Face aux attaques personnelles, Touraine évoque sa colère et son émotion

Publié le 17/03/2015
- Mis à jour le 12/07/2019

La ministre de la Santé a vivement dénoncé le 17 mars au soir les attaques personnelles dont elle a fait l’objet dans le cadre des débats autour du projet de loi santé.
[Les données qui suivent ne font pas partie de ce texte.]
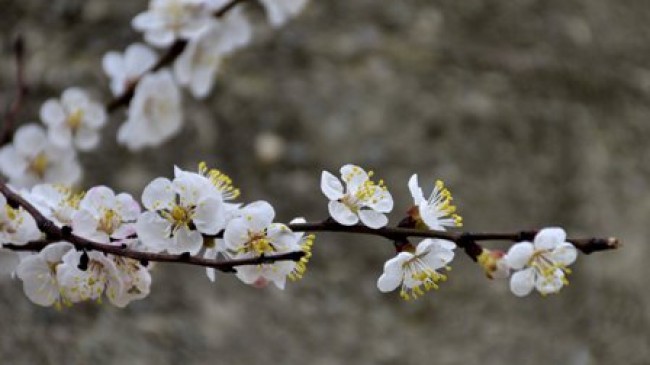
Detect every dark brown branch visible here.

« Il y a des choses que je comprends mal, c’est le ton sur lequel certaines contestations sont portées », a déclaré Marisol Touraine lors de la présentation de sa réforme devant la commission des Affaires sociales de l’Assemblée nationale. « Je ne vois pas ce que nos débats ont à gagner à des formulations qui sont d’une violence, je le dis, d’une violence qui me sidère », a-t-elle lancé, évoquant « certains mails d’une virulence digne d’une époque que l’on croyait révolue ». « Si un responsable gouvernemental se permettait le dixième, le centième de la virulence des propos qui sont tenus à mon égard, on dirait qu’il perd le nord », a-t-elle souligné.

Colère et émotion

« Je ne me suis pas exprimée là-dessus jusqu’à présent. Je le fais ce soir parce que parfois la coupe est pleine », a poursuivi Marisol Touraine, très émue. « Il y a des moments où il n’y a pas eu que de la colère. Il y a aussi eu une forme d’émotion », a-t-elle ajouté. « J’ai le droit en tant que personne, en tant que femme, en tant que ministre au respect comme toute personne a droit dans ce pays », a-t-elle dit sous les applaudissements de membres de la commission.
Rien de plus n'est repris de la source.